ExtInteger is the type ZZ of Victor Shoup\'s multi-precision library, NTL. Except for available memory, there is no limitation on the size of an ExtInteger. So you can multiply a 100 digit integer by another 100 digit integer giving the exact 200 digit integer.
ExtFloat is the type RR of NTL. You can set both the bit precision and the decimal output precision for ExtFloat, with no limitation except for available memory. It might take awhile, but you can now calculate pi in a REALbasic program to a million decimal places, or more. The power of 10 for ExtFloat can range from about -60,000,000 to +60,000,000 as compared to -308 to +308 for a Double.
ExtComplex doesn\'t exist in NTL. I made it from two ExtFloats.
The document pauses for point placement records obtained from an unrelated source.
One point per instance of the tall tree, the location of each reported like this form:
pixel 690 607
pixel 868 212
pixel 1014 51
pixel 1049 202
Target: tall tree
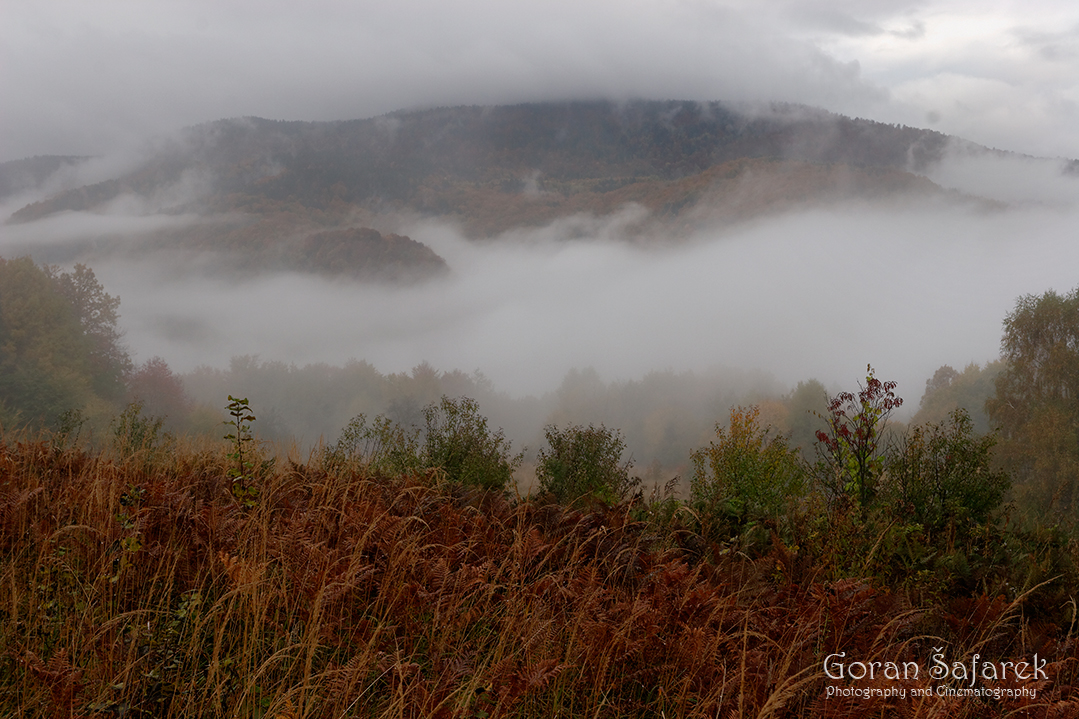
pixel 97 313
pixel 43 352
pixel 1037 401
So the real and imaginary parts of an ExtComplex use the bit precision and the decimal output precision set for ExtFloat. So you can now use complex numbers with almost unlimited precision.
IAExtFloat also doesn\'t exist in NTL. It is a data type which is used for Interval Arithmetic, which is arithmetic with inequalities. An IAExtFloat number is represented by two ExtFloat numbers (a, b), where one thinks of an ExtFloat number x being in the interval between a and b. That is: a <= x <= b. For a function of x calculated with interval arithmetic the result is an IAExtFloat whose interval (fa, fb) results from interval propagation.
ExtFraction handles a fraction as num/den, where num and den are ExtIntegers. Thus one can do exact calculations with rationals in REALbasic to an almost unlimited degree.